Micro Agents: creating little agents that do one thing really really well

Wanted to share idea that’s at the heart of a new OSS library I’m building called AgentM. I say library because the last thing we need is another Agent framework. The intent of AgentM is to create a library of useful functions that I call “Micro Agents”. Using AgentM you can easily add intelligence to any application. It’s intended to be the AI equivalent of a library like Lodash.

To illustrate the idea here’s a short example that uses AgentM’s reduceList() function (Micro Agent) to sum a couple of columns in shopping cart:

import { openai, reduceList } from "agentm";
import * as dotenv from "dotenv";

// Load environment variables from .env file
dotenv.config();

// Initialize OpenAI
const apiKey = process.env.apiKey!;
const model = 'gpt-4o-2024-08-06';
const completePrompt = openai({ apiKey, model });

// Create cancellation token
const shouldContinue = () => true;

// Mock up shopping cart data
const list = [
    { description: 'graphic tee', quantity: 2, unit_price: 19.95, total: 39.90 },
    { description: 'jeans', quantity: 1, unit_price: 59.95, total: 59.95 },
    { description: 'sneakers', quantity: 1, unit_price: 79.95, total: 79.95 },
    { description: 'jacket', quantity: 1, unit_price: 99.95, total: 99.95 }
];

// Sum up the total quantity and price
const goal = `Sum the quantity and total columns.`;
const initialValue = { quantity: 0, total: 0 };
reduceList({goal, list, initialValue, completePrompt, shouldContinue }).then(result => {;
    if (result.completed) {
        console.log(result.value);
    } else {
        console.error(result.error);
    }
});

The output of that call is the correct value of { quantity: 5, total: 279.75 }. While that’s not an overly practical example (you don’t need AI for that), what it represents is an attempt to solve the task of counting using first principles that are very similar to what humans do. Humans count things by working our way through a list one item at a time and accumulating the individual values along the way. The reduceList() micro agent is counting the same way. It takes the list and evaluates each item one-by-one creating a chain-of-thought to help keep it on track. To see what this enables I have another example here which takes a list of orders as input and counts the number orders where the customer purchased a complete outfit consisting of at least a shirt and pair of pants. You could probably do that in code as well but it’s trivial to get AI to perform tasks like this. While it’s true that LLM’s generally can’t count, Micro Agents can.

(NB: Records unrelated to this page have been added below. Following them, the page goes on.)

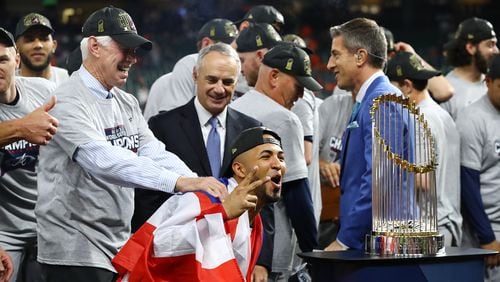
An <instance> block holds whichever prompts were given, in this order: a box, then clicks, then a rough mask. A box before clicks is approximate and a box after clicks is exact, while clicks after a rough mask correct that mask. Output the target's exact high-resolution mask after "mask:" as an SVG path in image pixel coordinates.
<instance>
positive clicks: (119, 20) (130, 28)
mask: <svg viewBox="0 0 500 282" xmlns="http://www.w3.org/2000/svg"><path fill="white" fill-rule="evenodd" d="M118 24H119V25H120V27H121V28H122V29H123V31H136V29H135V25H134V22H133V21H132V19H131V18H130V16H129V15H128V14H127V13H125V12H122V13H119V14H118Z"/></svg>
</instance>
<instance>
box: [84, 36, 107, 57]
mask: <svg viewBox="0 0 500 282" xmlns="http://www.w3.org/2000/svg"><path fill="white" fill-rule="evenodd" d="M95 39H96V40H97V42H98V43H99V44H101V45H102V46H109V44H111V41H113V38H111V36H108V35H105V36H96V37H95ZM88 45H89V38H88V37H84V38H83V39H82V41H80V50H81V51H82V61H83V60H85V59H86V58H87V57H88V56H89V49H88V48H89V47H88Z"/></svg>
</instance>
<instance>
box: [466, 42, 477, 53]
mask: <svg viewBox="0 0 500 282" xmlns="http://www.w3.org/2000/svg"><path fill="white" fill-rule="evenodd" d="M465 50H466V51H467V53H469V55H471V56H474V55H475V54H476V52H477V45H476V44H474V43H471V42H467V43H466V44H465Z"/></svg>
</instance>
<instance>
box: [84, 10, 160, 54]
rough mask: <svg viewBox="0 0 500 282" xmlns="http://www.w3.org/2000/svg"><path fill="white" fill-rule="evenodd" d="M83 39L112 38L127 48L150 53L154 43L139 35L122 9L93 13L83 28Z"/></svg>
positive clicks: (86, 22) (134, 24)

When I started thinking about this last week I quickly realized that I can actually implement pretty much any standard data structure algorithm as a micro agent. I have reduce implemented and I have the prompts all fleshed out for map, filter, and sort (merge sort.) Plus all of the standard gen AI stuff like summarize and classify. The sort algorithm is interesting because you can give it a list of historical events that are in random order and it will correctly sort them to be in chronological order (even using gpt-4o-mini.) And since these are all well known algorithms they’re all computationally efficient. You could use the sort micro agent to sort a list of 10,000 items and it will take O (n log n) time but never consume more then 1k tokens per step. Plus, many of the algorithms can be run in parallel for added speed ups.

Anyway, this is very early work but thought I’d share the idea for input while I’m actively in the process of coding everything…

3 Likes

My long term vision for this is that all of these micro agents become reliable tools that a larger Agent can leverage to more reliably perform tasks. If a scientist agent is researching protein folding it can use the reduceList micro agent to reliably count the number of stable proteins an experiment created. It’s just simple counting but you need human level intelligence to guide the things you count.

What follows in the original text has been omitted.